OrnaVerum
v 6.20.00
20 Mar 2021
updated 20 Mar 2021

Dixon Edward Hoste
(23 Jul 1861 – 11 May 1946)



Dixon Edward Hoste

Dixon Edward Hoste, the son of Maj Gen Dixon Edward Hoste, was educated at Clifton College and the Royal Military Academy at Woolwich, being commissioned as a lieutenant in the Royal Artillery at the age of 18.

In 1883 he became interested in the work of the China Inland Mission and was the first of the Cambridge Seven to apply to work with this mission.

Though not himself a graduate of the University in question, as the others were, he was a de facto member of the Cambridge Seven, all born-again Christians, and the advance publicity for their departure in 1885 for this idealistic work in China electrified the British and American publics.

The conversion and example of the Seven, was one of the grand gestures of 19th century missions – making them religious celebrities. Their story was published as "The Evangelisation of the World" and was distributed to every YMCA and YWCA throughout the British Empire and the USA. For a month before their departure in 1885, the Seven toured the University campuses of England and Scotland, holding meetings for the students. Queen Victoria was pleased to receive their booklet of personal testimonies.

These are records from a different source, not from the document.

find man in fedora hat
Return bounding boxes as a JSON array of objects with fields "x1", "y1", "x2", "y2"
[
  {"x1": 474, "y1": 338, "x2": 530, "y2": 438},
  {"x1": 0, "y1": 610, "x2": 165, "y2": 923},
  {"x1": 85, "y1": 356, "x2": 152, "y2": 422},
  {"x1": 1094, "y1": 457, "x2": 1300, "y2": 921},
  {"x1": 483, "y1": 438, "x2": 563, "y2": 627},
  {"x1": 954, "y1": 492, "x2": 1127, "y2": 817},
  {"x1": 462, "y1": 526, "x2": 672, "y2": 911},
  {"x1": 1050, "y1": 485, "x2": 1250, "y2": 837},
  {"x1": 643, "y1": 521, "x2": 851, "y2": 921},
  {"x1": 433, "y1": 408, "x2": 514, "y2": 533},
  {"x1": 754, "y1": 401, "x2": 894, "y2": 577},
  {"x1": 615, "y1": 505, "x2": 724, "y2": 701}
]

Their work for the China Inland Mission helped to inspire many recruits for the CIM and other mission societies. In 1885, when the Seven first arrived in China, the CIM had 163 missionaries; this had doubled by 1890 and reached some 800 by 1900 – which represented one-third of the entire worldwide Protestant missionary force.



The Cambridge Seven
(DEH is second from LHS Front Row)

In the year following his arrival in China, Hoste was ordained as a pastor. He wore Chinese clothes, ate Chinese food, and gained a lifelong insight into the Chinese mind.

He was General Director of the CIM from 1902 until his retirement in 1935. Interned by the Japanese in 1944/45 (as also were his son Dick, daughter-in-law Norah and grandchildren), he eventually returned to England and died in 1946. Evangelism and missionary work are regarded with the deepest suspicion these days, but one can only admire the dedication and commitment of Hoste, and others like him, who endured such hardships and personal danger in the furtherance of their beliefs.

A modern account of this mission was published in 1955,

  • The Cambridge Seven, by John Pollock, published by IVF (aka UCCF)

and re-issued in 2009 by History Makers (Christian Focus).

Though historic, of course, this isn't a collectively upbeat portrait – Dixon Hoste himself looks particularly doleful – although maybe he's just cold and uncomfortable in the unaccustomed outer garments.